Cari Blog Ini

Kamis, 16 November 2017

Threesome : wawancanda B2W Semarang + Komselis + Tribun Jateng

Threesome : wawancanda B2W Semarang + Komselis + Tribun Jateng

Minggu 12 November, kita janjian dengan Rahmah, reporter Tribun Jateng. Tayux memilih Taman Pandanaran sebagai tempat kita bakal ngobrol bareng.

Aku dan Ranz (plus Kalis yang sedang pulang kampung) sampai di TamPand sekitar pukul 06.30. Tak lama kemudian muncul juga Tayux dan Da, disusul Yuniar yang mengajak duo jagoannya plus ditemani sang adik, yang jarang ngumpul bareng. Setelah itu Surya, Iin, Tedjohn, dan Mizan bergabung. Ngobrol-ngobrol sendiri kita karena Rahmah belum muncul. Avitt datang belakangan.

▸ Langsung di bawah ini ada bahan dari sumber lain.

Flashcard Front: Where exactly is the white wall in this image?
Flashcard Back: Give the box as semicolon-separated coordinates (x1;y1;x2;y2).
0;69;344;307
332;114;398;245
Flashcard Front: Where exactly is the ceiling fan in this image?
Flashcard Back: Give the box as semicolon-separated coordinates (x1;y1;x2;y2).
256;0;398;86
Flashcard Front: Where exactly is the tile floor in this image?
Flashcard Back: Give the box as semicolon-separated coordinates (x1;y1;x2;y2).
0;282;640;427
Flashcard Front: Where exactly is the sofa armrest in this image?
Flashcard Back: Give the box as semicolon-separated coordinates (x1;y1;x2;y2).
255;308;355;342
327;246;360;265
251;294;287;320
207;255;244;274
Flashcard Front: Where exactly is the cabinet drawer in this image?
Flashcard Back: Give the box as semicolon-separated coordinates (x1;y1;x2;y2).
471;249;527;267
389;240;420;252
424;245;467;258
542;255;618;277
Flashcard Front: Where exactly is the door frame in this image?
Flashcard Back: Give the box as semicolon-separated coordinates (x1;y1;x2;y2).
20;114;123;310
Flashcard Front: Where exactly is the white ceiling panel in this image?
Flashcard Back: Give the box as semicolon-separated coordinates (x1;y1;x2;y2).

Menjelang pukul 08.00 barulah Rahmah datang. Berhubung sudah pada kelaparan, kita pindah lokasi ngobrol, setelah kita berfoto bersama, untuk dokumentasi.


Di satu warung soto tak jauh dari TB Merbabu, kita sarapan sambil ngobrol bareng.
Sebagai seseorang di ‘kerumunan’ ini yang paling lama berkecimpung di B2W Semarang, aku membuka obrolan dengan menceritakan sedikit kisah berdirinya Komselis. (Seharusnya cerita akan lebih lengkap jika ada om Tunggal, om Budenk, dan om Triyono.) B2W Semarang berdiri di bulan Juni 2008. Saat itu untuk pertama kali dalam hidupku aku melihat wujud sepeda lipat. Kebetulan om Budenk adalah orang pertama di B2W Semarang yang memiliki sepeda lipat; sebuah sepeda yang diyakini (waktu itu) hanya bisa dimiliki oleh orang-orang kaya karena harganya yang jutaan rupiah. (Sshhhttt ... sepeda lipat om Budenk waktu itu konon harganya 3 juta rupiah waktu itu, harga yang fantastis untuk membeli sepeda, di tahun 2008, apalagi buat seorang newbie sepertiku yang tahunya sepeda itu harganya murah, paling kitaran ratusan ribu rupiah doang.)

Tahun 2009, seingatku om Tunggal beli sepeda lipat baru. Mungkin setelah itu ada obrolan antara dia dan om Budenk untuk membentuk komunitas sepeda lipat di Semarang. Di acara ulang tahun Komselis yang ketiga di tahun 2012, om Tunggal memberi penghargaan khusus kepada om Budenk sebagai seorang pencetus ide membentuk komunitas sepeda lipat Semarang.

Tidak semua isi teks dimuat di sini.